Imagine having a simple blood test as you were not feeling great only to find out that you have Leukaemia (blood cancer). That is precisely what happened to my husband Ian, a devoted father of four. On the 17th of August 2017, our would was turned upside-down, irreversibly changed. Only hours after having a blood test Ian and I were contacted by our GP who informed us that Ian will need to be rushed to hospital as he has acute leukaemia.
Over the following week further tests confirmed that Ian has Acute Myeloid Leukaemia (AML) and also a specific subtype which is very difficult to treat successfully and has a very high relapse rate. Ian’s full diagnosis is AML, FLT3-ITD, Chromosome 6;9 translocation. His treating consultant delivered the news that this specific subtype of AML is rare and that Ian is likely the only person diagnosed with it in Australia this year. The specialist also informed us that Ian might only have a year to live and that less than 10% of people with this diagnosis survive to five years. So in all likelihood this is a terminal illness. The only chance of controlling the condition longer term (trying to get to that five years) or the remote possibility of a cure can only be achieved through a stem cell transplant. This is a very complex process, which has many obstacles, where things can go terribly wrong and there is absolutely no guarantee of long term success.

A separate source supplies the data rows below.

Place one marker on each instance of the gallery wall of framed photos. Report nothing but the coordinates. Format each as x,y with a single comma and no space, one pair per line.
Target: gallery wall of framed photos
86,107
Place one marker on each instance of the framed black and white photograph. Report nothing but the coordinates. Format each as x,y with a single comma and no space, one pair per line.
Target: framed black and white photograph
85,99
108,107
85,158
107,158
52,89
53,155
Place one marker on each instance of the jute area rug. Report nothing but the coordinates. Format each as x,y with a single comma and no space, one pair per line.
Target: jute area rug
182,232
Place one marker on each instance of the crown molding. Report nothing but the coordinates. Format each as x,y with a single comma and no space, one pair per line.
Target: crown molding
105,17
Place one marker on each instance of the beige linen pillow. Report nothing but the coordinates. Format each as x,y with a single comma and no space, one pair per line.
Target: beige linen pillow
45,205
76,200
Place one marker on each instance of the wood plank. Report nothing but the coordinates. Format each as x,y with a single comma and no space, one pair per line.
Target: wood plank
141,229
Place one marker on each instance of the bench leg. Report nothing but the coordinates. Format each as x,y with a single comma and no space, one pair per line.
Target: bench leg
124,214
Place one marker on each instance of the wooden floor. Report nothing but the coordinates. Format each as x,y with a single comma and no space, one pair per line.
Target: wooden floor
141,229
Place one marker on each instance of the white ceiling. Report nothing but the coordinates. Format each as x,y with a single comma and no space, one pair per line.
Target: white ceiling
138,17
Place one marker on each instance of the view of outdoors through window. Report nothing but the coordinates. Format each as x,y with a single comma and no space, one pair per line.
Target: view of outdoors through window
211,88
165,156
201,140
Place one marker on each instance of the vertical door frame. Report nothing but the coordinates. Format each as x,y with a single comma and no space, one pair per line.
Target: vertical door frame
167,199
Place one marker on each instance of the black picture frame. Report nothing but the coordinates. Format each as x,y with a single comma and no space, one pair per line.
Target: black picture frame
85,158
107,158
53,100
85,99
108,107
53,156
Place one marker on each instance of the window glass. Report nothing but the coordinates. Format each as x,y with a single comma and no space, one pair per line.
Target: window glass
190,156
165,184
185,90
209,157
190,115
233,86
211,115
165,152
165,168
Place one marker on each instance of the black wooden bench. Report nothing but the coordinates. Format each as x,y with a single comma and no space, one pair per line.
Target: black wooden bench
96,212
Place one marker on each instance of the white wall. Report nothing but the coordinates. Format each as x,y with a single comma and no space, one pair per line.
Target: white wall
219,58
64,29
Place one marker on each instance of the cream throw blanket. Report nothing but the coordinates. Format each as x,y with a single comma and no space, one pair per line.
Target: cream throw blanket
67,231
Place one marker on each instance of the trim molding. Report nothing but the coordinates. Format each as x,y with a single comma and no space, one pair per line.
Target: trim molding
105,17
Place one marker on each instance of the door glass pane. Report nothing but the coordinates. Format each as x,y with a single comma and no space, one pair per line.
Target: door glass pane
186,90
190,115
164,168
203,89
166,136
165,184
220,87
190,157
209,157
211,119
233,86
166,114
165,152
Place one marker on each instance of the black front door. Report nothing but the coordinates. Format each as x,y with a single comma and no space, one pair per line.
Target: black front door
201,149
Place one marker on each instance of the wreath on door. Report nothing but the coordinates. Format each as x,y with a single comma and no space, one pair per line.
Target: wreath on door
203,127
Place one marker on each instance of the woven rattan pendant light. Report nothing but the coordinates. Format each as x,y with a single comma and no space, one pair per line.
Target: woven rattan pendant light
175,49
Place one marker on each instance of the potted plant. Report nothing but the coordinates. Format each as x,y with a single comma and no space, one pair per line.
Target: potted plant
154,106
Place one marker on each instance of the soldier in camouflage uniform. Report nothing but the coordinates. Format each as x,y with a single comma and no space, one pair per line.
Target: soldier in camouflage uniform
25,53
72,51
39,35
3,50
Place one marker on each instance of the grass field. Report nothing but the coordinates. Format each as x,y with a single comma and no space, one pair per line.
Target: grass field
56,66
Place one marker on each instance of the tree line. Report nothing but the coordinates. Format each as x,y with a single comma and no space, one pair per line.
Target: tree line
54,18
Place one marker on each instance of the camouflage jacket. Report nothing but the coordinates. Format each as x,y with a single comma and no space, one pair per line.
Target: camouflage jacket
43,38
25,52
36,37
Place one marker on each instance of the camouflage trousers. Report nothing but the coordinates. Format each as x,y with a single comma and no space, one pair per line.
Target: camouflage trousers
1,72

So far Ian has undergone the initial stages of treatment, called Induction Therapy. Induction therapy started on the 29th August, after initially being delayed in order to treat several infections that Ian had picked up in the days prior to his diagnosis. Induction therapy was a massive dose of chemo designed to kill off the cancer cells in his blood to control the condition in preparation for further treatment. We were so very lucky that Ian’s body responded well to the induction therapy and he achieved ‘Complete Remission’. This meant that there were no visible cancer cells in his blood at day 27 after induction therapy. We were delighted with the news.
Ian came home and we spent two delightful weeks together as a family again. Delighting in the simple pleasures of eating a meal together. Taking a very calculated risk of going out as a family to celebrate our eldest daughter’s 18th birthday, a few days early, but as a family, as we do not know what the future will hold.
Having achieved complete remission meant that Ian could progress to the next stage of treatment, which was Consolidation Therapy. This started on 6th October. This was a smaller dose of chemo, designed to control the cancer while a suitable stem cell donor was found. Siblings are usually looked to initially to see if a suitable donor can be identified, as if they are they can usually provide the closest matches. Which is important for lessening the likelihood of rejection. However, neither of Ian’s siblings were a match. We were devastated. However, not long after two international, compatible donors were identified. We were delighted and at the same time petrified by the news.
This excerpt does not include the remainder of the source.